Hubo una primera vez, también, en EE UU cuando se dejó que Trump pusiera en peligro la defensa de Ucrania porque su presidente no accedió a satisfacer sus intereses personales. O cuando aseguraba, tras la marcha violenta en Charlotesville en 2017, que había “buena gente en los dos lados” cubriendo a los neonazis; o cuando desoía las advertencias del FBI sobre los peligros de la extrema derecha supremacista; o cuando… para qué seguir. Pero de esa conducta el único responsable no fue él. También lo fueron los medios afines que lo jaleaban o las empresas que hacían lo mismo ayudando a la polarización.

Tal tipo de prácticas no son ajenas a Europa ni a España. La democracia la conciben aquí algunos como un hecho de la naturaleza que nadie puede destruir. Sin embargo, no es indestructible; es el más resistente de los sistemas, pero si lo cuidamos. Y algunos parecen esforzarse en debilitarlo, aunque es probable que sin darse cuenta. No podrá admitírseles que un día quieran justificarse alegando que no sospechaban que pudiera llegarse a eso; o que es responsabilidad de los demás el llegar tan lejos, pese a que quien así se justifique se haya afanado previamente en socavar los cimientos de la democracia misma.

La primera vez que, inconscientemente, se empezó por algunos (políticos, medios u organizaciones sociales) a poner las bases para llegar a eso fue al describir y configurar a los partidarios de unas u otras posiciones como tribus enemigas a las que demonizar y en cuanto fuera posible exterminar; o la primera vez que se utilizó el recurso de hacer con ligereza los peores juicios de intenciones del adversario político sin contraste alguno con la realidad, sino simplemente porque eso ayudaba a diferenciar a unos de otros aunque fuera sacrificando los hechos. O la primera vez que se calificó de malos catalanes a quienes no fueran independentistas o se defendió despreciar las reglas del estatuto para aprobar leyes o modificar el estatuto o la Constitución. O la primera vez que responsables políticos no tuvieron empacho en expresar alabanzas de la dictadura; o en justificar manifestaciones junto al Congreso porque no nos representan; o cuando algunos diputados animaron a manifestantes de fuerzas y cuerpos de seguridad que llegaban hasta las puertas del Congreso; o en justificar los escraches domiciliarios. O la primera vez que se menospreció una Constitución o transición que consiguió un consenso jamás logrado en este país; Constitución que es el cimiento más firme sobre el que construir el futuro, siempre con respeto al sistema de perfección y reforma que permite.

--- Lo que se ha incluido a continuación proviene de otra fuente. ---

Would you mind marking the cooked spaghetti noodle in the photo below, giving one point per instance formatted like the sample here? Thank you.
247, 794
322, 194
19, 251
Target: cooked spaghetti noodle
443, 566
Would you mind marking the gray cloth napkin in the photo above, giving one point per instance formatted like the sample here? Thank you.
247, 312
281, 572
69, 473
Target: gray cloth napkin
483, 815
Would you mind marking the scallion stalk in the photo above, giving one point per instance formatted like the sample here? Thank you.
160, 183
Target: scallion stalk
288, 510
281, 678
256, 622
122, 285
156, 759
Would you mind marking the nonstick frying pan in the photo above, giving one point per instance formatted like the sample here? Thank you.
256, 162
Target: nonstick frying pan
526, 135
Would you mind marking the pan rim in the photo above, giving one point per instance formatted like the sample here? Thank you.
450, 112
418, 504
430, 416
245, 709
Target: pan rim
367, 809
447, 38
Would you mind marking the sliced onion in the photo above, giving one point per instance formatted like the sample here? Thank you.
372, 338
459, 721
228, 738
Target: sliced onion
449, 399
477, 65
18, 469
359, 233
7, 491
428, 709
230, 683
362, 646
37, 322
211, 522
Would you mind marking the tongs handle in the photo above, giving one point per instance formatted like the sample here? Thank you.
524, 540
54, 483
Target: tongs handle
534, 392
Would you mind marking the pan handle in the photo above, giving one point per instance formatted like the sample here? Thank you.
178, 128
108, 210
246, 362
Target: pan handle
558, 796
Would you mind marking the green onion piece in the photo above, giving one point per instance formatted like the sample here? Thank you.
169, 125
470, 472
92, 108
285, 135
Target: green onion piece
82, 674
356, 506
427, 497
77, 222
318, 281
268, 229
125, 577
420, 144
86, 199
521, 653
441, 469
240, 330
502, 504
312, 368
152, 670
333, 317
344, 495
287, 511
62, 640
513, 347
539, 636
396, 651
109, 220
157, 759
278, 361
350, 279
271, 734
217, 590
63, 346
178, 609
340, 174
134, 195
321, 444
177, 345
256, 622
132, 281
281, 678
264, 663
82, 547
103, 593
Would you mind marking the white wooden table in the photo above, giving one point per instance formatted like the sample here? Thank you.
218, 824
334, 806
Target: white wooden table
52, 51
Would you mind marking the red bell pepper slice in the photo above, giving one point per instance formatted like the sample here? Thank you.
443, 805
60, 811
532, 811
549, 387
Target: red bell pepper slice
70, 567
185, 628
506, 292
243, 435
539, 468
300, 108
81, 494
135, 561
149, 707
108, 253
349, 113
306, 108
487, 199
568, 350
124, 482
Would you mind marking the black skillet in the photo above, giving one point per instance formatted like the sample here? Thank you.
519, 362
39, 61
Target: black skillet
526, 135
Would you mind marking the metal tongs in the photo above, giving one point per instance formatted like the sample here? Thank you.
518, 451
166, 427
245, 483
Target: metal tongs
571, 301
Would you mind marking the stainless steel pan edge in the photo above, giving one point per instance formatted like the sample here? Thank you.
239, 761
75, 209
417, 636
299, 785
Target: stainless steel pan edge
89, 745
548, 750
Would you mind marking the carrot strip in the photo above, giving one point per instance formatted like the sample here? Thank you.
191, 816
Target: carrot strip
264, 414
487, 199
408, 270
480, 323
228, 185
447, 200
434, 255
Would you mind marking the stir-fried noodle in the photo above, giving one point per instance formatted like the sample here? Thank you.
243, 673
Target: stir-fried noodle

Tomemos nota de las primeras conductas que, sospechándolo o no, pueden debilitar la democracia. Ésta debe encauzar conflictos inevitables y hacerlo observando las reglas del pluralismo, la mayoría y el respeto a la minoría y a los derechos y libertades; observando la Constitución y su espíritu: el de una democracia deliberativa. Deliberar con los demás y escucharles no es un trámite engorroso a soportar, sino una profunda obligación moral y constitucional de esforzarse en comprender las razones del otro y atenderlas hasta donde sea posible, dentro del legítimo pluralismo que justifica políticas diferenciadas. Obligación moral derivada de la Constitución o ética constitucional y democrática que es garantía de una democracia sólida y plural, cuando nos hace ver al otro, no como un obstáculo a soportar, sino como una pieza indispensable del sistema democrático que lo deja abierto al futuro y a la esperanza de todos.

Tomás de la Quadra-Salcedo Fernández del Castillo es catedrático emérito de Derecho Administrativo de la Universidad Carlos III y exministro de Justicia.